October 15, 2019

Lessons from ESG Leaders: Start Early, Be Patient

Marvin Smith
Stakeholder Outreach Manager, SASB


Headshot of Marvin Smith, Stakeholder Outreach Manager at SASB

Marvin Smith, Stakeholder Outreach Manager, SASB

SASB standards have been downloaded over 100,000 times since they were approved in November 2018, one of many indications that companies are looking at the standards with fresh eyes and considering next steps. Even in the best of circumstances, adjusting to a new reporting framework can cause growing pains. It’s like a software update on your phone: even that cool new feature takes some getting used to. When you’re implementing process shifts at your organisation, it often takes experimentation to refine them—which is why most companies using SASB aligned their disclosures with our standards over time, not overnight. While we’ve seen some companies begin with fully or near fully aligned SASB reports, that route may not be practical for all companies. An iterative approach can be a strategic path for companies to access the benefits of the SASB standards. Even when it is achieved gradually, improved sustainability reporting creates space for companies to better understand and respond to investor needs, reflect on company and competitor performance, and identify opportunities for innovation.

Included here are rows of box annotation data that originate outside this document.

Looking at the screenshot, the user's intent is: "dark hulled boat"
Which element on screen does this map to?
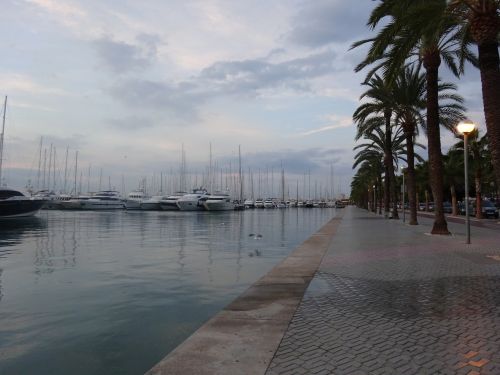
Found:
[0,187,46,219]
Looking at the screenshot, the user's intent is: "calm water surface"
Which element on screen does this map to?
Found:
[0,209,335,375]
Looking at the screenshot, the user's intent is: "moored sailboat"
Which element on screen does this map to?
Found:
[0,97,45,219]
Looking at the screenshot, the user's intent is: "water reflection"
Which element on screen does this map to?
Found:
[0,209,333,375]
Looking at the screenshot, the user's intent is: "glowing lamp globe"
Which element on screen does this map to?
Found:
[457,121,476,134]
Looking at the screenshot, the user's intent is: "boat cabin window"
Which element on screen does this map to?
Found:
[0,190,24,199]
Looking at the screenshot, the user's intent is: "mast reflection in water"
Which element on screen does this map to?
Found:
[0,209,335,375]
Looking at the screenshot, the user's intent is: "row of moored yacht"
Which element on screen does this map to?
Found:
[35,188,237,211]
[0,188,343,218]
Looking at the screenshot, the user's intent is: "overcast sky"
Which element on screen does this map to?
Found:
[0,0,484,197]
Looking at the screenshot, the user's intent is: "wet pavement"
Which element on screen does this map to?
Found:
[266,207,500,375]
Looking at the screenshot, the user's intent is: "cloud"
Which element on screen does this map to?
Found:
[92,34,161,73]
[286,0,370,47]
[231,148,350,174]
[109,50,335,120]
[294,115,353,137]
[107,116,155,130]
[0,73,68,95]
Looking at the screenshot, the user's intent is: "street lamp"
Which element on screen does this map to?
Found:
[457,121,476,244]
[373,185,377,213]
[401,166,406,223]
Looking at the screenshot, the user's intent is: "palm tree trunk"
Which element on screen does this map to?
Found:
[403,126,418,225]
[389,167,399,220]
[450,184,458,216]
[474,168,483,219]
[478,38,500,192]
[424,53,450,234]
[384,111,394,218]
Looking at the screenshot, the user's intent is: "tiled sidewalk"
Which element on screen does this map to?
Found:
[267,207,500,375]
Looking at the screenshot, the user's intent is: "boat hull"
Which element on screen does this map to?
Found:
[177,201,205,211]
[81,199,125,210]
[0,199,45,219]
[203,200,234,211]
[160,201,179,211]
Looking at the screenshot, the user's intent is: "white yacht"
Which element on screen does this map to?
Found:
[80,190,125,210]
[125,189,151,210]
[160,191,187,211]
[243,199,255,208]
[141,195,161,211]
[203,192,234,211]
[177,189,210,211]
[59,195,91,210]
[264,198,276,208]
[255,198,264,208]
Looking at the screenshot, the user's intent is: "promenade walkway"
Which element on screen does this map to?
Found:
[266,207,500,375]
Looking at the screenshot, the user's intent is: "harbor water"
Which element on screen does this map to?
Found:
[0,208,335,375]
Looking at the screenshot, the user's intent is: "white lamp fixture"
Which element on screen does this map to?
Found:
[457,121,476,134]
[457,121,476,244]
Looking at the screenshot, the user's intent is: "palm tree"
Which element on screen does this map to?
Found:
[351,157,383,212]
[353,127,405,214]
[443,149,464,216]
[353,75,398,219]
[353,0,473,234]
[450,0,500,191]
[453,129,488,219]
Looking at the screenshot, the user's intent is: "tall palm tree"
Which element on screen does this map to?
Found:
[353,0,473,234]
[351,156,384,212]
[353,75,398,219]
[353,127,405,217]
[450,0,500,186]
[453,129,488,219]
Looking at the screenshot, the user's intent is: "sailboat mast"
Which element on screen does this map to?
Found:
[238,145,243,203]
[36,137,43,190]
[0,96,7,186]
[74,150,78,195]
[63,146,69,194]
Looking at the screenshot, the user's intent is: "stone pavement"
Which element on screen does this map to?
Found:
[266,207,500,375]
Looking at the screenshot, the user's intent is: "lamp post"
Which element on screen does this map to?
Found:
[401,166,406,223]
[457,121,476,244]
[373,185,377,213]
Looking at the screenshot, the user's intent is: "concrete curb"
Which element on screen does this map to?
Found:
[146,210,343,375]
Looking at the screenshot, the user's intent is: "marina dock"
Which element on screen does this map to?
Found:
[147,207,500,375]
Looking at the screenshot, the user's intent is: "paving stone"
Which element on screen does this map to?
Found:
[268,209,500,375]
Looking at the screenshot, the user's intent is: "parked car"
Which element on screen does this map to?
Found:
[443,202,453,214]
[459,199,498,219]
[472,199,498,219]
[418,202,434,212]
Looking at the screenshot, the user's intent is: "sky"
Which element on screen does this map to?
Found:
[0,0,484,198]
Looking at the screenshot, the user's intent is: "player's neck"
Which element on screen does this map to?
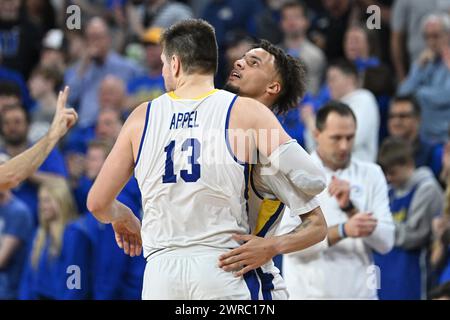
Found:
[248,95,275,110]
[174,74,214,99]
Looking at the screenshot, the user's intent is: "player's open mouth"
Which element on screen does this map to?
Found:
[230,70,241,80]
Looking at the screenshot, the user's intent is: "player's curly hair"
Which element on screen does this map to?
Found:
[254,40,306,114]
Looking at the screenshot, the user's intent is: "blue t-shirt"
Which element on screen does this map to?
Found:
[0,196,33,300]
[7,149,67,226]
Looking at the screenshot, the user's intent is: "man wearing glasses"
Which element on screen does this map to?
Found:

Early adopters have already begun to see the benefits of a staged approach. Our most recent case study from Gap Inc. illustrates how the apparel giant has leveraged SASB to enhance its sustainability disclosures. Although it has published corporate responsibility reports for over a decade, 2017 marked Gap Inc.’s first disclosure using SASB’s Apparel, Accessories & Footwear industry standard. The fact that the standards are market-informed and focused on financially material issues means that aligning Gap Inc.’s reporting processes with SASB provides not only decision-useful information for investors, but key business intelligence that drives performance improvements at Gap Inc. and throughout its supply chain. For example, Victor Wong, Gap Inc.’s Director of Global Sustainability, says disclosing suppliers’ non-conformance rates helps the company communicate to business partners that “there’s a goal—we need to get to zero—and tell them what their contribution needs to be to get there.”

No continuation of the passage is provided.